Trials Comparing More Extensive with Less Extensive Surgery

"Overall, 48.0 percent of the women assigned to more extensive surgery
and 50.1 percent of those assigned to less extensive surgery died;
this corresponds to a nonsignificant reduction of 3 percent in the
odds of death. ... Data on causes of death were available for only 53
percent of the women who died without a recurrence of breast cancer;
these data also showed no significant differences."

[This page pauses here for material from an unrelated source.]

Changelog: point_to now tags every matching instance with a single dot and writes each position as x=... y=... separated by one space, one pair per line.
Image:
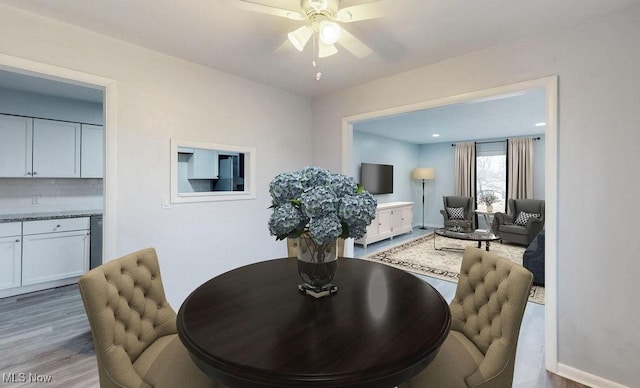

"Figure 4 shows survival according to nodal status for approximately
3400 women in trials comparing more extensive with less extensive
surgery.  The less extensive surgery was total or radical mastectomy
in some of these trials and simple mastectomy in all the others, since
data on individual patients were not available from the trial of
breast-conserving surgery.  No difference in survival was apparent
among either women with node-positive cancer or those with
node-negative disease."

"Among the women whose outcomes are summarized in Figure 4,
more-extensive surgery involved a nonsignificant reduction in the rate
of recurrence; 48.8 percent of those treated with more-extensive
surgery and 50.3 percent of those with less-extensive surgery had a
reported recurrence (odds ratio, 0.98 +/- 0.05 with no significant
heterogeneity among different trials or among different types of
surgery)."

"Some of the local therapies for breast cancer had substantially
different effects on the rates of local recurrence, but there were no
definite differences in overall 10-year survival.  It has long been
accepted that radiotherapy can delay or prevent local or regional
recurrence in women with early breast cancer, as may more extensive
surgery.  More recently, it has appeared that radiotherapy can also
produce a small increase in the rate of death from causes other than
breast cancer.  In this extensive overview, we confirmed these
findings, but we could not assess separately the effects of treatment
on deaths from cardiovascular or other specific causes or the
relevance of particular details of radiologic or surgical technique.
Our findings indicate, however, that the absolute excess rate of
non-breast-cancer mortality during the first decade or so after
radiotherapy is strongly related to age.  Among women who were under
50 when they underwent irradiation, the apparent excess is just a few
deaths not due to breast cancer per 1000 women, whereas among women
who we 60 or older at the time of radiotherapy, it is a few per 100.
As Table 2 suggests, the excess may persist for more than 10 years.
If such a proportional excess persists indefinitely, the absolute
excess might become appreciable even among women who were under 50
when they received radiotherapy.  Although the radiotherapy techniques
differed substantially among the studies, the overall result still
provides a valid measure of the value of such treatment."